Multi-LogiEval: Towards Evaluating Multi-Step Logical Reasoning Ability of Large Language Models
- URL: http://arxiv.org/abs/2406.17169v3
- Date: Mon, 07 Oct 2024 03:48:18 GMT
- Title: Multi-LogiEval: Towards Evaluating Multi-Step Logical Reasoning Ability of Large Language Models
- Authors: Nisarg Patel, Mohith Kulkarni, Mihir Parmar, Aashna Budhiraja, Mutsumi Nakamura, Neeraj Varshney, Chitta Baral,
- Abstract summary: Multi-LogiEval is a comprehensive evaluation dataset encompassing multi-step logical reasoning with various inference rules and depths.
We conduct evaluations on a range of Large Language Models including GPT-4, ChatGPT, Gemini-Pro, Yi, Orca, and Mistral.

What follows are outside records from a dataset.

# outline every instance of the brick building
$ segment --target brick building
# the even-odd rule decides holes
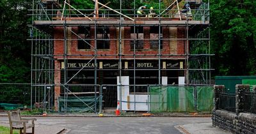
[[[56,6],[57,1],[44,1],[44,3],[52,9],[60,6]],[[192,17],[177,11],[173,3],[166,10],[173,10],[174,15],[169,11],[167,15],[150,18],[128,17],[119,12],[108,17],[103,13],[94,17],[84,14],[86,17],[74,17],[61,15],[60,10],[54,10],[56,13],[52,13],[54,15],[51,17],[41,15],[42,18],[49,19],[34,20],[34,31],[46,32],[41,34],[43,37],[34,37],[32,43],[39,46],[38,41],[42,40],[41,44],[49,45],[39,50],[34,47],[32,59],[39,65],[32,65],[35,77],[32,85],[47,84],[52,87],[56,107],[68,84],[188,85],[202,84],[198,82],[199,79],[210,84],[209,36],[200,39],[196,36],[202,31],[209,30],[209,12]],[[207,3],[200,1],[186,3],[195,10],[194,13],[202,5],[208,7]],[[67,3],[64,4],[70,6]],[[179,6],[185,8],[185,3]],[[45,35],[49,33],[49,36]],[[198,45],[200,41],[204,43]],[[196,45],[204,46],[205,52],[191,50]],[[194,62],[191,63],[193,60],[195,65]],[[201,61],[205,63],[200,64]],[[44,67],[44,64],[49,66]],[[38,71],[44,68],[46,78]],[[194,77],[195,73],[197,77]],[[136,92],[147,93],[147,89],[134,87]]]

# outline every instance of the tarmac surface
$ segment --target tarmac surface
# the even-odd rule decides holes
[[[0,126],[9,126],[6,115],[0,114]],[[104,115],[99,117],[97,114],[88,114],[33,117],[37,119],[35,122],[36,134],[230,133],[213,127],[211,117],[115,117]]]

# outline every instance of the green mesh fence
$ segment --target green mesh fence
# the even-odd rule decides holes
[[[70,112],[95,112],[99,110],[100,97],[86,96],[86,97],[68,97],[66,98],[66,110]],[[96,101],[95,101],[96,99]],[[96,103],[95,103],[96,102]],[[86,103],[86,104],[84,104]],[[65,111],[65,98],[59,97],[60,112]]]
[[[152,112],[193,112],[195,111],[193,87],[150,87]]]
[[[211,112],[214,104],[212,87],[196,87],[196,109],[199,112]]]

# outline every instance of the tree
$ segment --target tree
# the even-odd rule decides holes
[[[0,1],[0,82],[30,80],[30,43],[28,38],[26,0]]]
[[[210,5],[216,75],[255,75],[256,2],[211,0]]]

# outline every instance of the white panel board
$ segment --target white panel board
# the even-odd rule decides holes
[[[162,85],[167,85],[168,77],[162,77]]]
[[[179,77],[179,85],[185,85],[185,77]]]
[[[129,76],[121,77],[121,81],[119,77],[116,77],[117,85],[125,85],[125,86],[117,86],[117,100],[121,101],[120,107],[121,110],[128,110],[127,109],[127,96],[129,94]],[[116,104],[117,105],[117,104]]]

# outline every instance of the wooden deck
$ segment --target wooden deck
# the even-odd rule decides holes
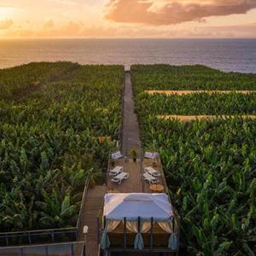
[[[153,193],[150,189],[148,182],[143,180],[143,167],[151,166],[160,173],[160,177],[158,177],[158,183],[164,186],[164,191],[167,191],[164,172],[161,166],[160,159],[156,160],[154,164],[151,159],[137,159],[137,162],[133,162],[131,159],[125,160],[120,159],[115,160],[115,166],[123,166],[124,172],[129,173],[129,178],[124,179],[121,184],[113,183],[111,181],[112,176],[109,176],[109,169],[113,167],[108,167],[107,174],[107,184],[108,193]]]
[[[207,94],[230,94],[230,93],[237,93],[237,94],[250,94],[250,93],[256,93],[256,90],[145,90],[146,93],[149,95],[154,94],[164,94],[166,96],[172,95],[189,95],[189,94],[199,94],[199,93],[207,93]]]
[[[97,221],[96,217],[102,207],[106,186],[96,186],[90,189],[87,194],[83,218],[79,227],[78,241],[84,241],[83,229],[87,225],[86,256],[97,256],[99,252],[97,243]]]
[[[124,159],[115,160],[115,166],[123,166],[124,172],[129,173],[129,178],[123,180],[121,184],[111,182],[113,176],[107,175],[107,183],[108,192],[116,193],[143,193],[143,187],[141,179],[141,160],[137,160],[137,162],[133,162],[129,159],[125,160]],[[110,167],[109,167],[110,168]]]
[[[256,115],[157,115],[158,119],[163,119],[166,120],[169,119],[177,119],[181,122],[191,122],[196,120],[212,120],[212,119],[234,119],[234,118],[241,118],[244,119],[256,119]]]

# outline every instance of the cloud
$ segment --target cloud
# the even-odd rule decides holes
[[[52,20],[49,20],[44,23],[44,28],[53,28],[55,26],[55,23]]]
[[[14,24],[13,20],[4,20],[0,21],[0,29],[9,29]]]
[[[115,22],[171,25],[210,16],[246,14],[255,0],[109,0],[105,18]]]

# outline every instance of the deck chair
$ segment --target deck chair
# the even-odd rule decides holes
[[[149,173],[153,177],[160,177],[161,176],[161,174],[159,172],[157,172],[156,170],[154,170],[154,168],[152,168],[150,166],[145,167],[144,171],[146,172]]]
[[[109,171],[110,176],[116,176],[119,175],[123,172],[124,167],[123,166],[115,166],[113,170]]]
[[[121,172],[119,175],[115,176],[113,178],[111,179],[113,183],[117,183],[118,184],[120,184],[123,181],[123,179],[127,179],[129,177],[128,172]]]
[[[111,154],[112,159],[119,159],[119,158],[122,158],[122,157],[123,157],[123,155],[121,154],[121,151],[117,151],[117,152],[113,153]]]
[[[150,185],[155,184],[157,183],[157,179],[155,177],[153,177],[148,172],[143,173],[143,177],[145,181],[148,181]]]

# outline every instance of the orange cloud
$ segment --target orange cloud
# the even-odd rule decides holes
[[[105,18],[108,20],[171,25],[246,14],[256,8],[256,0],[109,0],[106,7]]]
[[[0,21],[0,29],[9,29],[14,24],[13,20],[4,20]]]
[[[55,23],[52,20],[49,20],[44,23],[44,28],[53,28],[55,26]]]

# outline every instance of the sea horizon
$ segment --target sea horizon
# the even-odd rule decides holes
[[[255,60],[256,38],[0,39],[0,68],[65,61],[103,65],[201,64],[255,73]]]

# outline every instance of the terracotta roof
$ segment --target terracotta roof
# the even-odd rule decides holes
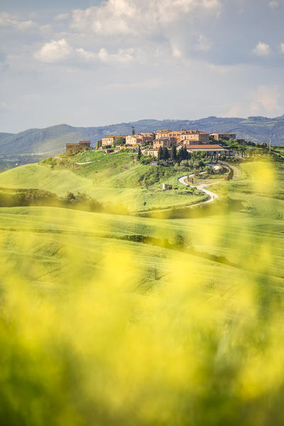
[[[152,148],[151,149],[148,149],[148,151],[158,151],[159,149],[160,148]],[[170,149],[168,148],[168,151],[170,151]]]

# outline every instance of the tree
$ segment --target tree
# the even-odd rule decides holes
[[[177,148],[174,144],[173,145],[172,149],[170,150],[170,159],[173,161],[175,161],[177,159]]]
[[[181,159],[182,160],[188,160],[189,155],[188,155],[188,152],[187,152],[187,149],[186,149],[186,147],[182,147],[180,152]]]
[[[167,147],[163,148],[163,156],[164,160],[168,160],[170,156]]]
[[[163,158],[164,158],[164,153],[163,151],[163,148],[162,148],[162,147],[160,147],[159,150],[158,151],[158,159],[163,160]]]
[[[138,154],[137,154],[137,159],[138,161],[141,158],[141,155],[142,155],[141,149],[140,148],[140,145],[139,145],[138,147]]]

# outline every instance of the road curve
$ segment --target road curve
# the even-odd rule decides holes
[[[194,174],[189,175],[190,178],[192,178],[194,176],[195,176]],[[205,188],[203,188],[203,186],[195,186],[193,185],[190,185],[189,183],[187,183],[185,182],[185,180],[187,179],[187,175],[186,175],[185,176],[182,176],[181,178],[178,178],[178,180],[180,182],[180,183],[182,183],[182,185],[185,185],[185,186],[190,186],[191,188],[197,188],[197,189],[199,189],[200,191],[202,191],[202,192],[204,192],[204,193],[206,193],[207,196],[209,196],[210,197],[209,199],[207,200],[206,201],[202,201],[202,203],[198,203],[197,204],[192,204],[189,207],[193,207],[194,206],[199,206],[200,204],[206,204],[207,203],[211,203],[212,201],[214,201],[217,198],[219,198],[219,196],[217,196],[217,193],[214,193],[214,192],[212,192],[211,191],[209,191],[208,189],[205,189]]]

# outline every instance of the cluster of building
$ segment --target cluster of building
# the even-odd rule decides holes
[[[113,135],[103,137],[97,142],[97,147],[105,150],[106,153],[118,152],[122,149],[135,149],[140,146],[141,149],[151,145],[143,150],[143,154],[158,157],[161,147],[170,149],[175,145],[178,151],[182,147],[186,147],[190,152],[204,151],[208,155],[224,155],[227,149],[214,143],[221,139],[236,139],[234,133],[205,133],[199,130],[157,130],[130,134],[128,136]],[[213,141],[213,142],[212,142]]]
[[[127,136],[112,135],[103,137],[97,143],[97,148],[106,154],[119,152],[123,149],[133,149],[140,146],[143,154],[158,157],[160,147],[170,150],[173,145],[178,151],[185,147],[188,152],[203,151],[208,156],[226,155],[228,149],[218,144],[219,140],[236,139],[235,133],[208,134],[199,130],[157,130]],[[82,141],[77,144],[66,144],[66,152],[76,154],[83,149],[89,149],[91,143]]]

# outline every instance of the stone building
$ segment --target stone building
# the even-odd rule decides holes
[[[143,139],[140,134],[129,134],[126,137],[126,145],[139,145],[140,144],[142,144],[143,142]]]
[[[113,136],[106,136],[102,139],[102,146],[113,147],[116,144],[125,144],[125,136],[117,134]]]
[[[199,130],[184,130],[178,137],[178,142],[187,145],[209,144],[209,134]]]
[[[168,138],[165,137],[160,139],[155,139],[153,142],[153,147],[158,148],[158,149],[160,148],[160,147],[162,147],[162,148],[163,147],[167,147],[168,148],[170,148],[170,140]]]
[[[229,139],[236,139],[236,133],[211,133],[210,136],[212,136],[215,141],[219,141],[220,139],[229,141]]]
[[[67,154],[77,154],[84,149],[91,149],[91,142],[90,141],[80,141],[75,144],[66,144],[65,148]]]

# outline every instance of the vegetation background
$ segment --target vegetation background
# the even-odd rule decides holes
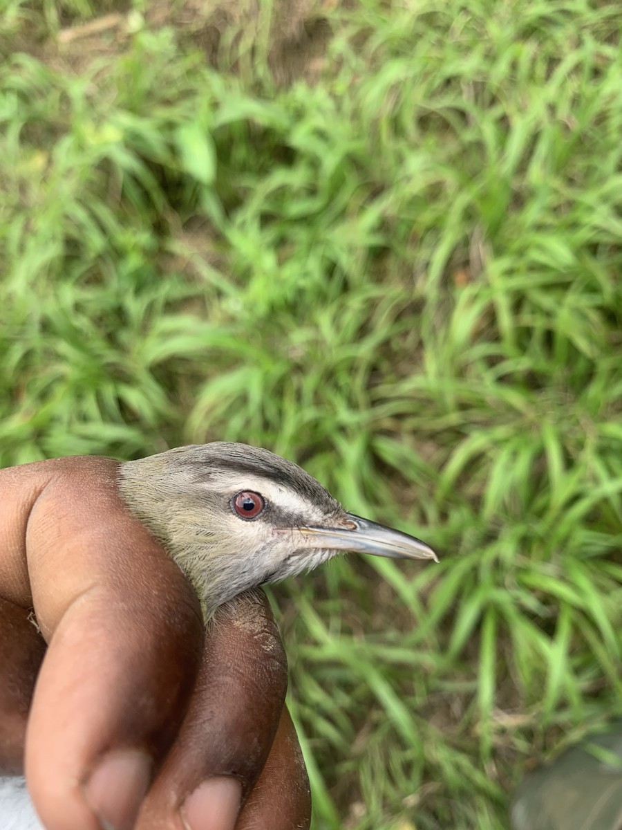
[[[620,710],[621,16],[0,2],[2,464],[244,441],[441,553],[273,592],[316,830]]]

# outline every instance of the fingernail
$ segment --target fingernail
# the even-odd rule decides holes
[[[180,813],[186,830],[234,830],[242,787],[237,779],[207,779],[186,799]]]
[[[105,755],[84,785],[85,798],[103,830],[132,830],[149,788],[152,761],[139,749]]]

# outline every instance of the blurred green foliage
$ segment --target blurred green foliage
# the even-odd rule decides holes
[[[273,592],[314,827],[498,830],[620,709],[620,7],[253,8],[0,7],[0,461],[244,441],[422,535]]]

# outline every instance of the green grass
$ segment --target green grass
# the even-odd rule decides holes
[[[421,535],[272,592],[314,828],[501,830],[620,711],[620,7],[246,5],[2,4],[0,461],[245,441]]]

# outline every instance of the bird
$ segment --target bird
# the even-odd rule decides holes
[[[347,512],[302,467],[247,444],[193,444],[125,461],[119,489],[184,571],[207,618],[243,591],[345,551],[438,561],[420,540]]]
[[[438,561],[420,540],[347,512],[302,467],[247,444],[124,461],[118,486],[193,585],[206,620],[243,591],[346,551]],[[5,830],[43,830],[23,778],[0,778],[0,816]]]

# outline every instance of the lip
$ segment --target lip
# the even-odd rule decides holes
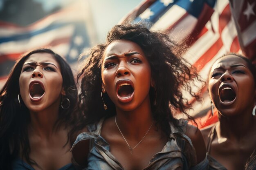
[[[38,99],[34,99],[32,97],[32,96],[30,95],[30,93],[29,93],[30,90],[31,90],[31,88],[32,88],[32,85],[34,84],[39,84],[41,86],[43,90],[45,91],[45,93],[44,93],[44,94],[42,95],[42,96],[41,96],[40,98],[38,98]],[[43,97],[45,95],[45,86],[44,86],[42,82],[39,81],[35,80],[32,81],[32,82],[30,82],[30,83],[29,83],[29,97],[30,98],[30,99],[32,102],[39,102],[43,98]]]
[[[236,97],[234,100],[233,100],[231,102],[225,103],[222,102],[221,100],[220,100],[220,92],[221,90],[222,90],[223,89],[224,89],[224,88],[226,87],[229,87],[231,88],[235,92],[235,93],[236,93]],[[220,103],[224,106],[231,105],[231,104],[233,104],[235,102],[236,102],[236,94],[237,94],[237,93],[236,93],[236,88],[233,86],[233,85],[232,85],[230,83],[224,84],[222,84],[222,85],[220,86],[220,87],[219,87],[219,89],[218,91],[218,95],[219,96],[219,99],[220,100]]]
[[[133,88],[133,92],[132,93],[132,95],[130,96],[127,98],[122,98],[118,95],[118,88],[119,86],[123,84],[128,84],[131,86]],[[117,97],[119,100],[123,102],[123,103],[128,103],[130,102],[132,99],[133,98],[133,97],[134,96],[134,85],[133,85],[133,83],[129,79],[121,79],[118,80],[116,83],[116,93],[117,93]]]

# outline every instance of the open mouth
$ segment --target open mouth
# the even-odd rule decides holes
[[[120,97],[126,99],[131,96],[134,89],[130,84],[128,83],[122,83],[118,87],[117,93]]]
[[[219,92],[220,99],[223,103],[229,103],[233,101],[236,97],[234,91],[229,87],[225,87]]]
[[[29,95],[33,99],[39,99],[44,94],[45,90],[40,84],[34,83],[31,85],[29,88]]]

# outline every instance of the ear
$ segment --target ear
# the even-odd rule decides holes
[[[64,87],[63,87],[61,89],[61,94],[63,96],[66,95],[66,92],[65,92],[65,91],[64,89]]]
[[[102,83],[101,84],[101,90],[102,90],[102,93],[106,93],[106,89],[105,88],[105,85]]]
[[[155,80],[153,79],[153,78],[151,77],[151,80],[150,84],[150,86],[152,87],[155,87]]]

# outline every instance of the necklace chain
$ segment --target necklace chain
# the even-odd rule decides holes
[[[141,142],[143,140],[143,139],[144,139],[144,138],[145,138],[146,136],[147,135],[147,134],[148,134],[148,133],[149,131],[149,130],[151,128],[151,127],[152,126],[152,125],[153,125],[153,124],[154,124],[154,121],[153,121],[153,122],[152,122],[152,124],[151,124],[151,126],[149,127],[149,128],[148,129],[148,130],[147,131],[146,133],[146,134],[145,134],[145,135],[144,135],[144,136],[142,138],[141,140],[140,141],[139,141],[139,142],[138,144],[137,144],[136,146],[135,146],[133,148],[132,148],[130,146],[129,144],[128,144],[128,142],[127,142],[127,141],[126,141],[126,139],[125,137],[124,137],[124,135],[123,135],[123,133],[122,133],[122,132],[121,132],[121,130],[120,130],[120,128],[119,128],[119,126],[118,126],[118,125],[117,125],[117,116],[116,116],[115,117],[115,121],[116,123],[116,125],[117,125],[117,128],[118,128],[118,130],[119,130],[119,131],[120,132],[120,133],[122,135],[122,136],[123,137],[123,138],[124,138],[124,139],[125,141],[126,142],[126,144],[127,144],[127,145],[128,145],[128,147],[129,148],[129,150],[130,150],[130,152],[131,154],[132,153],[132,152],[133,152],[133,150],[133,150],[136,147],[137,147],[139,144],[141,143]]]

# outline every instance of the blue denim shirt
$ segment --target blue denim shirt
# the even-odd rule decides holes
[[[91,146],[88,157],[88,170],[125,170],[110,152],[108,144],[100,136],[103,120],[98,123],[88,126],[89,132],[79,134],[72,147],[83,140],[90,140]],[[196,154],[191,140],[182,132],[184,132],[187,121],[179,120],[181,128],[175,127],[171,123],[171,133],[168,141],[161,152],[156,153],[143,169],[146,170],[206,170],[208,159],[205,159],[198,165]]]

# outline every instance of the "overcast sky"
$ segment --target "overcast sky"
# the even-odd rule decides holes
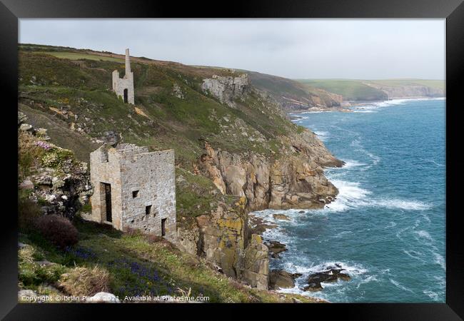
[[[445,19],[21,19],[19,42],[292,78],[445,78]]]

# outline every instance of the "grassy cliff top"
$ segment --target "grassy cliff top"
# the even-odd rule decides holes
[[[279,136],[301,130],[255,91],[235,108],[204,93],[204,78],[241,74],[226,68],[131,57],[136,105],[123,103],[111,91],[111,73],[123,75],[123,57],[20,44],[19,108],[32,125],[48,128],[52,142],[83,160],[108,131],[152,150],[173,148],[176,163],[188,167],[202,153],[205,141],[231,152],[275,155]]]
[[[296,81],[310,88],[318,88],[342,95],[345,101],[378,101],[388,98],[385,93],[369,84],[391,87],[418,85],[440,90],[443,90],[445,86],[444,81],[429,79],[296,79]]]
[[[19,242],[24,245],[19,253],[20,287],[54,297],[60,294],[60,280],[65,277],[82,279],[85,269],[108,275],[108,290],[121,300],[138,295],[180,296],[190,290],[191,296],[208,297],[209,302],[292,302],[292,298],[321,301],[251,289],[216,272],[204,259],[183,253],[159,238],[135,232],[124,234],[78,218],[74,224],[79,241],[64,250],[36,233],[20,235]],[[65,290],[93,295],[86,292],[84,282],[68,284]]]

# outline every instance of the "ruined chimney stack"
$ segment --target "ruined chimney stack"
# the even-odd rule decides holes
[[[131,73],[131,59],[129,58],[129,49],[126,49],[126,75]]]

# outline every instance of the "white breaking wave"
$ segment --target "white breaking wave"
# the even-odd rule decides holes
[[[385,208],[398,208],[400,210],[425,210],[430,208],[430,205],[416,200],[404,200],[399,199],[373,200],[373,205]]]
[[[327,140],[327,138],[329,136],[328,131],[314,131],[314,133],[318,136],[320,140],[322,141],[326,141]]]
[[[414,293],[414,292],[412,290],[408,289],[408,287],[405,287],[403,285],[401,285],[398,281],[395,281],[395,280],[390,279],[390,282],[391,282],[391,283],[393,285],[395,285],[396,287],[398,287],[399,289],[401,289],[401,290],[403,290],[404,291],[409,291],[410,292]]]
[[[359,183],[331,180],[338,188],[335,201],[326,205],[324,209],[330,212],[343,212],[360,207],[377,207],[405,210],[425,210],[430,205],[417,200],[405,200],[397,198],[370,198],[372,192],[360,187]]]
[[[430,242],[433,241],[433,239],[432,238],[430,235],[428,234],[428,232],[427,232],[425,230],[419,230],[419,231],[415,232],[415,233],[418,235],[419,235],[420,238],[425,238],[425,239],[427,239],[428,240],[429,240]]]
[[[358,167],[358,166],[366,166],[368,165],[364,163],[360,163],[358,160],[354,160],[351,159],[347,159],[343,161],[345,162],[345,165],[343,165],[343,168],[344,169],[352,168],[353,167]]]
[[[441,266],[443,270],[446,270],[446,263],[443,256],[437,253],[433,253],[434,260],[433,262]]]
[[[430,299],[432,299],[434,301],[438,301],[440,300],[440,297],[438,294],[435,293],[433,291],[423,290],[423,293],[425,294],[425,295],[428,295]]]

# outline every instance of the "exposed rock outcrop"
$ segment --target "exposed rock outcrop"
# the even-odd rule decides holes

- Score: 46.26140720993383
- License:
- Abstract: As Large Language Models (LLMs) continue to exhibit remarkable performance in natural language understanding tasks, there is a crucial need to measure their ability for human-like multi-step logical reasoning. Existing logical reasoning evaluation benchmarks often focus primarily on simplistic single-step or multi-step reasoning with a limited set of inference rules. Furthermore, the lack of datasets for evaluating non-monotonic reasoning represents a crucial gap since it aligns more closely with human-like reasoning. To address these limitations, we propose Multi-LogiEval, a comprehensive evaluation dataset encompassing multi-step logical reasoning with various inference rules and depths. Multi-LogiEval covers three logic types--propositional, first-order, and non-monotonic--consisting of more than 30 inference rules and more than 60 of their combinations with various depths. Leveraging this dataset, we conduct evaluations on a range of LLMs including GPT-4, ChatGPT, Gemini-Pro, Yi, Orca, and Mistral, employing a zero-shot chain-of-thought. Experimental results show that there is a significant drop in the performance of LLMs as the reasoning steps/depth increases (average accuracy of ~68% at depth-1 to ~43% at depth-5). We further conduct a thorough investigation of reasoning chains generated by LLMs which reveals several important findings. We believe that Multi-LogiEval facilitates future research for evaluating and enhancing the logical reasoning ability of LLMs. Data is available at https://github.com/Mihir3009/Multi-LogiEval.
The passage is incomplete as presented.